By Sean Dietrich
The email arrived this morning. The subject line read, “Bread.” The message read:
“My 11-year-old granddaughter, Bella, makes bread and wonders if you will eat some if she makes it for you?”
“We are not sick with COVID or anything like that. Bella’s mom died from breast cancer and Bella has started baking lately because her mother once enjoyed baking. She really wants you to try her bread.”
Well, let me start by saying that I am flattered, Bella. As it happens, I have a long history with bread. In fact, when I was a kid, I was built like a miniature loaf of bread.
Let me explain. When I was around your age I was a chubby redhead. My chubbiness was partly because, after my father passed, to cope with our new grief my mother started baking bread every day.
Looking back, I don’t really know why she was making bread so often. Perhaps because it was cheap. Or maybe because she had a lot of pent-up energy she needed to get out.

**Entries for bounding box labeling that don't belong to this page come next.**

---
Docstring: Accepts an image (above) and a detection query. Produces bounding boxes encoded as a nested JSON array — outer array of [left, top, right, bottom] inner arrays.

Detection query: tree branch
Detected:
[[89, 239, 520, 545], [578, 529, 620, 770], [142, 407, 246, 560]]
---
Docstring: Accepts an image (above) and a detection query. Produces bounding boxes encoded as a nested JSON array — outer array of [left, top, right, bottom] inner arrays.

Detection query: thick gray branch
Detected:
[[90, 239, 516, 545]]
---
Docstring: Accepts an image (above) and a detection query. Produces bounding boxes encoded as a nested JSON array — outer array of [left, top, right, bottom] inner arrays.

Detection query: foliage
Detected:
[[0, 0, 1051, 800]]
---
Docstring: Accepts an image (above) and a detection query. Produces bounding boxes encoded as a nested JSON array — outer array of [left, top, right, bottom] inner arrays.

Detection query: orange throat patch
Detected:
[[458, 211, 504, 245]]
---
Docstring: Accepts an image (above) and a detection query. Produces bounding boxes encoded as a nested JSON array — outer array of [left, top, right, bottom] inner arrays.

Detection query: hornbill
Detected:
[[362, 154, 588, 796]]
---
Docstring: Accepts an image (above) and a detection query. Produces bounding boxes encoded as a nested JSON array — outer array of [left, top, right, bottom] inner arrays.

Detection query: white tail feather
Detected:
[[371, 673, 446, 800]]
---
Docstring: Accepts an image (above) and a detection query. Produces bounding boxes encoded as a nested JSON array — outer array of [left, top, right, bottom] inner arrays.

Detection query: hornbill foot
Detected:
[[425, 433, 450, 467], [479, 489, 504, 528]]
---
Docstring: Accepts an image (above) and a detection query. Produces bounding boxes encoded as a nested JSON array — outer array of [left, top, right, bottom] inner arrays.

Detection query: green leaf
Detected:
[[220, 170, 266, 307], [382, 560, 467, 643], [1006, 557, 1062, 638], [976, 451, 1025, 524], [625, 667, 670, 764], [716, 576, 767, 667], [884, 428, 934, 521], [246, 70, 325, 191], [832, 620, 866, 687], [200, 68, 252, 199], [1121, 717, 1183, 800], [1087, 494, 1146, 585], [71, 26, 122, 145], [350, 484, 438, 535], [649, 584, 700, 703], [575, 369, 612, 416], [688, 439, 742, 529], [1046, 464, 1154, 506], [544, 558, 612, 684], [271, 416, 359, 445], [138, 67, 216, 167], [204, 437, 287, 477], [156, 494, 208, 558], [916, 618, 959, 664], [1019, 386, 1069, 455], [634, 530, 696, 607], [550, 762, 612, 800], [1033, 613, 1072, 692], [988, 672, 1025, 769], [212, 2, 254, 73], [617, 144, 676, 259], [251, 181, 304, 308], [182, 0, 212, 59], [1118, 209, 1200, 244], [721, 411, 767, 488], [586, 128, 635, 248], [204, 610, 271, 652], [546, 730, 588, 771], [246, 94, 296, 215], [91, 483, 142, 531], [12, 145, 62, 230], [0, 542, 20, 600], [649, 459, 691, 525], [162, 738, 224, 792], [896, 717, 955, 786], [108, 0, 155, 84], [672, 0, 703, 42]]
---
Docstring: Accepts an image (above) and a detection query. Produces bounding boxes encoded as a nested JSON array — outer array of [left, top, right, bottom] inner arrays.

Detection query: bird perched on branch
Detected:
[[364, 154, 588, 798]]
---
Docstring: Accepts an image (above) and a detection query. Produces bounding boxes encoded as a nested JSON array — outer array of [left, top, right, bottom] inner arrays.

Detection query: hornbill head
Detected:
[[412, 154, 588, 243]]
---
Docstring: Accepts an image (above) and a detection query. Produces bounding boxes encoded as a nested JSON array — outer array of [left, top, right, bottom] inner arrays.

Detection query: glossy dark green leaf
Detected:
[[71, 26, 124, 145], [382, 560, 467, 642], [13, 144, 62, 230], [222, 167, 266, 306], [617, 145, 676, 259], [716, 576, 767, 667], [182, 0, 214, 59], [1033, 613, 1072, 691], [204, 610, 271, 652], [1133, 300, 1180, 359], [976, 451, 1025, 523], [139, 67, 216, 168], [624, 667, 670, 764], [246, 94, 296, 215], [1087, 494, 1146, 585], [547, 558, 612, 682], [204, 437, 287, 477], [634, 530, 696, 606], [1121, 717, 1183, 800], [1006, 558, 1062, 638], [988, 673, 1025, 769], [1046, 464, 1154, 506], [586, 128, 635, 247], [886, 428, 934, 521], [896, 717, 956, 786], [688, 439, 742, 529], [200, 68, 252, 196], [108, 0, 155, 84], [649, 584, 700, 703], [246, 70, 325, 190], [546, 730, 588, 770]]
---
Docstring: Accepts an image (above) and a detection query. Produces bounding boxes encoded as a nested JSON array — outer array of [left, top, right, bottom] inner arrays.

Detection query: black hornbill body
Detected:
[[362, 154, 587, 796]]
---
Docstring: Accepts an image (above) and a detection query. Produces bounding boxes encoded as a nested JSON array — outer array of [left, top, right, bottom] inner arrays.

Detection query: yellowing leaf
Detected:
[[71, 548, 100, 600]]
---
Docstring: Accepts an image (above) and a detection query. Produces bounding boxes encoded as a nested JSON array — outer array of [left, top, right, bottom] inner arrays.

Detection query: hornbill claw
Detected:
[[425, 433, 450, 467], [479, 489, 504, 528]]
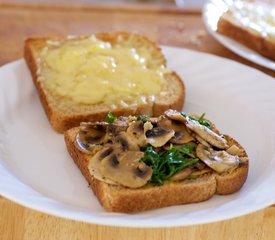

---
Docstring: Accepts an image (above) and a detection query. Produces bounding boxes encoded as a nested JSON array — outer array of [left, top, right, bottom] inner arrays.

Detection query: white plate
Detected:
[[0, 47, 275, 227], [203, 0, 275, 70]]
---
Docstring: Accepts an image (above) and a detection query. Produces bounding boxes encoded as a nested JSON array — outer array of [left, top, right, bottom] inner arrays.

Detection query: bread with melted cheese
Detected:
[[217, 2, 275, 61], [64, 127, 248, 213], [24, 32, 185, 133]]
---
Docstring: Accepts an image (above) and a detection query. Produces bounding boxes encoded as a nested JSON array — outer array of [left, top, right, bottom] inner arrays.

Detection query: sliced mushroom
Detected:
[[226, 145, 241, 156], [164, 109, 187, 123], [100, 151, 153, 188], [186, 119, 229, 149], [107, 117, 129, 136], [76, 122, 109, 153], [194, 134, 211, 147], [158, 118, 194, 144], [196, 144, 240, 173], [146, 127, 175, 147], [114, 132, 139, 151], [169, 168, 192, 181], [126, 121, 153, 147], [88, 145, 117, 184]]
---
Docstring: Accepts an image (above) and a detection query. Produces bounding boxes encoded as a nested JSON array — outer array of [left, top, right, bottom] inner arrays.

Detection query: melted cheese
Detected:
[[39, 36, 169, 108], [229, 1, 275, 41]]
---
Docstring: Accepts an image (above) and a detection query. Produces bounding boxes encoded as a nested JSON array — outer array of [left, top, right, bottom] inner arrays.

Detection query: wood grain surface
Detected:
[[0, 0, 275, 240]]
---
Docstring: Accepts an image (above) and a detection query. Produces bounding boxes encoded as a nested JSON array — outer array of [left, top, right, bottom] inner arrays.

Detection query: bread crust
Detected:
[[64, 127, 248, 213], [217, 13, 275, 61], [24, 32, 185, 133]]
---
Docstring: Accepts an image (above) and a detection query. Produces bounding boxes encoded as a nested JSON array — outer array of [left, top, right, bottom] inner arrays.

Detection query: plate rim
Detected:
[[0, 51, 274, 228]]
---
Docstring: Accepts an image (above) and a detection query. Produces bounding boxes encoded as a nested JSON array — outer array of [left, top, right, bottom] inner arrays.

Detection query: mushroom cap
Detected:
[[158, 118, 194, 144], [196, 144, 241, 173], [75, 122, 108, 153], [146, 127, 175, 147], [88, 145, 117, 185]]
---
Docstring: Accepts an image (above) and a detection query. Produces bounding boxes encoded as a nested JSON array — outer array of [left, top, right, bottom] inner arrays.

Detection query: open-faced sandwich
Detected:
[[217, 0, 275, 61], [64, 110, 248, 212], [24, 32, 185, 132]]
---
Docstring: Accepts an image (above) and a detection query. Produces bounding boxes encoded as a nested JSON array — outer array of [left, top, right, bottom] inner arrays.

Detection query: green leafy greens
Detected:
[[106, 112, 117, 124], [141, 144, 199, 185], [181, 112, 211, 128]]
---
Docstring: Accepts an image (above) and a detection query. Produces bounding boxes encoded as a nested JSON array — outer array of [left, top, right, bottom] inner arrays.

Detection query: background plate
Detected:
[[203, 0, 275, 70], [0, 47, 275, 227]]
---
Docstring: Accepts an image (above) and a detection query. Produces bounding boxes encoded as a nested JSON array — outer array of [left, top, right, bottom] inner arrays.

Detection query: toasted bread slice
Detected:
[[64, 124, 248, 213], [24, 32, 185, 133], [217, 1, 275, 61]]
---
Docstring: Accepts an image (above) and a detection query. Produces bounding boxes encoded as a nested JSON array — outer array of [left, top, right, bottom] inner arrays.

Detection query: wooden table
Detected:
[[0, 0, 275, 240]]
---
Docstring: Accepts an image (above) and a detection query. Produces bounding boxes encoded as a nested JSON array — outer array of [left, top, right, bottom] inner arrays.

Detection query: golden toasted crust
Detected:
[[217, 12, 275, 60], [24, 32, 185, 133], [216, 135, 249, 195], [64, 127, 248, 212]]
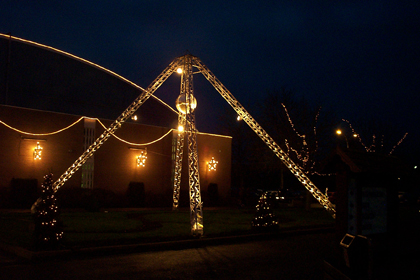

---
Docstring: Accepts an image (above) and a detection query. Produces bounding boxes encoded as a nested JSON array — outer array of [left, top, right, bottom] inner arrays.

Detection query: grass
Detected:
[[0, 208, 334, 248]]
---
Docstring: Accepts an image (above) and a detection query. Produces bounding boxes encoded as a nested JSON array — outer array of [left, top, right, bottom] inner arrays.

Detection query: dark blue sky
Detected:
[[0, 0, 420, 163]]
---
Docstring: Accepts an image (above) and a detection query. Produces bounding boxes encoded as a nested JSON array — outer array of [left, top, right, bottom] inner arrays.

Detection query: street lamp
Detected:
[[335, 129, 358, 149]]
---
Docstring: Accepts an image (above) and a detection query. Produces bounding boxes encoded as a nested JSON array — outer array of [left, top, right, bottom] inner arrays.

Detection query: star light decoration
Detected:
[[137, 150, 147, 167], [34, 142, 42, 160], [207, 157, 219, 171]]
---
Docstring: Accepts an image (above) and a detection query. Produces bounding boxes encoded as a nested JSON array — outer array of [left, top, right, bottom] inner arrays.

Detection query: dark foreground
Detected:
[[0, 233, 334, 280]]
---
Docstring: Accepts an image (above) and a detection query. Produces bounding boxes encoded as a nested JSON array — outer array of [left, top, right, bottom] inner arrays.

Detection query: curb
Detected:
[[0, 226, 334, 266]]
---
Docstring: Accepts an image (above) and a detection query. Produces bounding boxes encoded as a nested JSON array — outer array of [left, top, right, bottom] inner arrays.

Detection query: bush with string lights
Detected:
[[31, 173, 63, 250], [251, 192, 279, 229]]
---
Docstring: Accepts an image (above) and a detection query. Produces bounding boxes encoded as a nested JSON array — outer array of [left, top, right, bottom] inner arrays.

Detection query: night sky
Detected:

Then again, maybe she was baking bread because she was simply trying to fatten me up. Which is possible. My mother believed redheaded boys were much cuter when they were chunky.
And I know this because whenever she would pinch my soft white belly, she would say, “That’s Mama’s handsome, chubby wubby wittle wedhead.”
For years, I believed that being a chubby wubby wittle wedhead was a good thing.
So, I ate a lot of sourdough, French, whole wheat, rye, cinnamon raisin and white bread each morning. Almost daily, my mother would leave these hot loaves sitting out, cooling, and everyone would pause to admire them like works of sculpture.
This was powerful bread. It could beckon you from across the house. And when you saw it sitting in the windowsill, steaming in the early sunlight, you would gravitate toward it like a mosquito to a porchlight.
Her bread was soft, hot, pliable, rich, thick and when you placed a hunk into your mouth, bathed in butter, you almost swore you heard Aretha Franklin singing in the distance.
Thus, I grew up appreciating bread. In fact, I became a snob about bread. When people tried to feed me store-bought bread, I turned up my nose. Because compared to homemade bread, store bread isn’t fit for scrubbing oil stains off driveways.
When I hit my teens, however, my bread consumption habits had gotten out of control. I needed an intervention. I was starting to realize how chubby I was, and my weight humiliated me. I began to hate my own reflection.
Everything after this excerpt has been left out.